Los domingos en Madrid tienen un encanto especial, y si no me crees, déjame contarte sobre una costumbre que se ha convertido en un ritual personal. Hace unos meses, me mudé a Chueca, un barrio vibrante, lleno de vida y personalidad. Cada domingo, sin faltar ni uno, salgo de mi pequeño departamento con una gran sonrisa y un par de monedas en el bolsillo.
Primero, me dirijo a la plaza de Vázquez de Mella, donde arranco el día con un desayuno digno de un rey: un cruasán suave y unos deliciosos churros, que se sumergen en un café cortado caliente. No hay mejor manera de comenzar el día que con un buen café y un dulce.
Tras la comida, mi siguiente parada es comprar el periódico dominical de EL PAÍS. No sé tú, pero para mí es una pequeña tradición que me hace sentir conectado con la ciudad. Con el periódico bajo el brazo, me encamino hacia la famosa calle de Alcalá. Siempre que cruzo la Cibeles, no puedo evitar que mi mente se llene de recuerdos de esa canción que me persigue desde hace tiempo: ‘Mírala, mírala, mírala, la puerta de Alcalá…’.

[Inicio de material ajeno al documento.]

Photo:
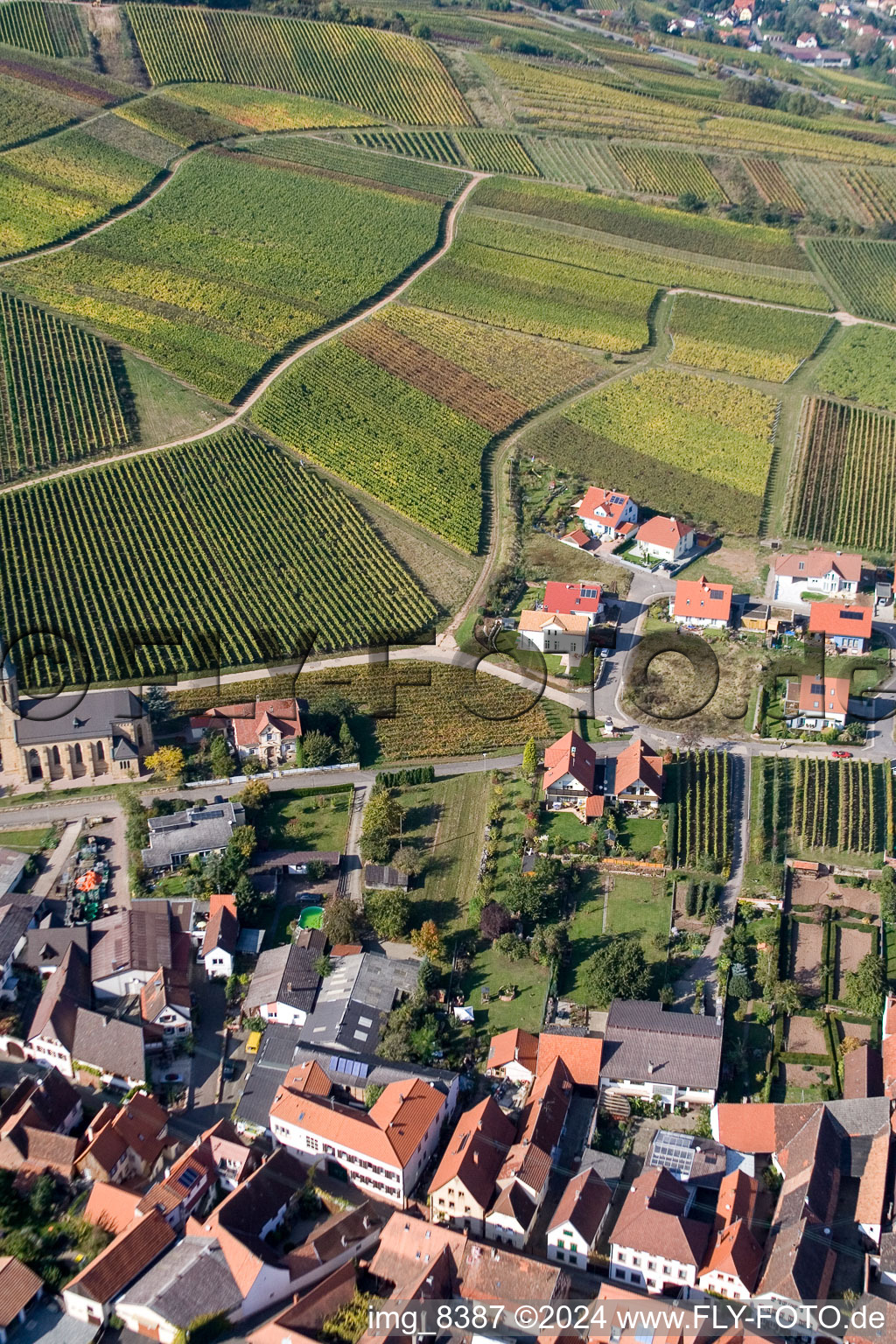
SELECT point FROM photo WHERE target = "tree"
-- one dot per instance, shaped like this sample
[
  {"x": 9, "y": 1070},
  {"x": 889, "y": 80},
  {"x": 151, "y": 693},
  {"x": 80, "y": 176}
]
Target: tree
[
  {"x": 617, "y": 970},
  {"x": 158, "y": 704},
  {"x": 529, "y": 759},
  {"x": 496, "y": 920},
  {"x": 339, "y": 920},
  {"x": 318, "y": 749},
  {"x": 388, "y": 914},
  {"x": 427, "y": 941},
  {"x": 167, "y": 762},
  {"x": 864, "y": 987}
]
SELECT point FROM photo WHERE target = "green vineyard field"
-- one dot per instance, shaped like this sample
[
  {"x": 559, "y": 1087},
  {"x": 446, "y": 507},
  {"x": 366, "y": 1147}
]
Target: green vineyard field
[{"x": 172, "y": 556}]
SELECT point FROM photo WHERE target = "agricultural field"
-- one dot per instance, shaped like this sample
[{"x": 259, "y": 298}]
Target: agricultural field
[
  {"x": 700, "y": 788},
  {"x": 494, "y": 273},
  {"x": 860, "y": 272},
  {"x": 258, "y": 109},
  {"x": 685, "y": 445},
  {"x": 861, "y": 368},
  {"x": 383, "y": 73},
  {"x": 379, "y": 431},
  {"x": 60, "y": 398},
  {"x": 665, "y": 172},
  {"x": 351, "y": 162},
  {"x": 743, "y": 339},
  {"x": 231, "y": 262},
  {"x": 168, "y": 547},
  {"x": 843, "y": 486}
]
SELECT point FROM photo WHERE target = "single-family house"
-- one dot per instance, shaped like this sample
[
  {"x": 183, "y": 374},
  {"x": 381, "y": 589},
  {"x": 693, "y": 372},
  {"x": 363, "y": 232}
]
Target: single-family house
[
  {"x": 572, "y": 598},
  {"x": 655, "y": 1243},
  {"x": 817, "y": 704},
  {"x": 607, "y": 514},
  {"x": 383, "y": 1151},
  {"x": 220, "y": 942},
  {"x": 20, "y": 1288},
  {"x": 665, "y": 539},
  {"x": 670, "y": 1057},
  {"x": 846, "y": 628},
  {"x": 697, "y": 602},
  {"x": 92, "y": 1293},
  {"x": 464, "y": 1184},
  {"x": 639, "y": 776},
  {"x": 286, "y": 980},
  {"x": 816, "y": 571},
  {"x": 198, "y": 831},
  {"x": 578, "y": 1219},
  {"x": 514, "y": 1054}
]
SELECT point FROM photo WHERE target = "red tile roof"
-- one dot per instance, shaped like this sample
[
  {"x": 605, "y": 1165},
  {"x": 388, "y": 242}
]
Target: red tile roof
[
  {"x": 639, "y": 765},
  {"x": 570, "y": 754},
  {"x": 514, "y": 1045},
  {"x": 702, "y": 599},
  {"x": 571, "y": 597},
  {"x": 830, "y": 620}
]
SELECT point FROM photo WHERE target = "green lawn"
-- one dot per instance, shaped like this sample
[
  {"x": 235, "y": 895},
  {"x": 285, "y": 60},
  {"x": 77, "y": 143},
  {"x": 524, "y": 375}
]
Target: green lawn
[
  {"x": 30, "y": 840},
  {"x": 635, "y": 906},
  {"x": 300, "y": 820},
  {"x": 489, "y": 970},
  {"x": 444, "y": 822}
]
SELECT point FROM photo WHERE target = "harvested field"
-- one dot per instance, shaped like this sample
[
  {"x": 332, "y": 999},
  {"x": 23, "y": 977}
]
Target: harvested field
[
  {"x": 805, "y": 1038},
  {"x": 805, "y": 957}
]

Y así, dejando el monumento a mi izquierda, sigo mi camino hacia el parque del Buen Retiro. A veces, me detengo a contemplar el paisaje, a observar a la gente que pasa y a perderme en mis pensamientos. La vida en Madrid nunca deja de sorprenderme, y cada domingo es una nueva oportunidad para disfrutar de lo que esta maravillosa ciudad tiene para ofrecer.
Así que, si algún día te encuentras en Madrid, te invito a que sigas esta tradición. Quién sabe, puede que te enamores de la ciudad tanto como yo lo hice. ¡Feliz domingo a todos!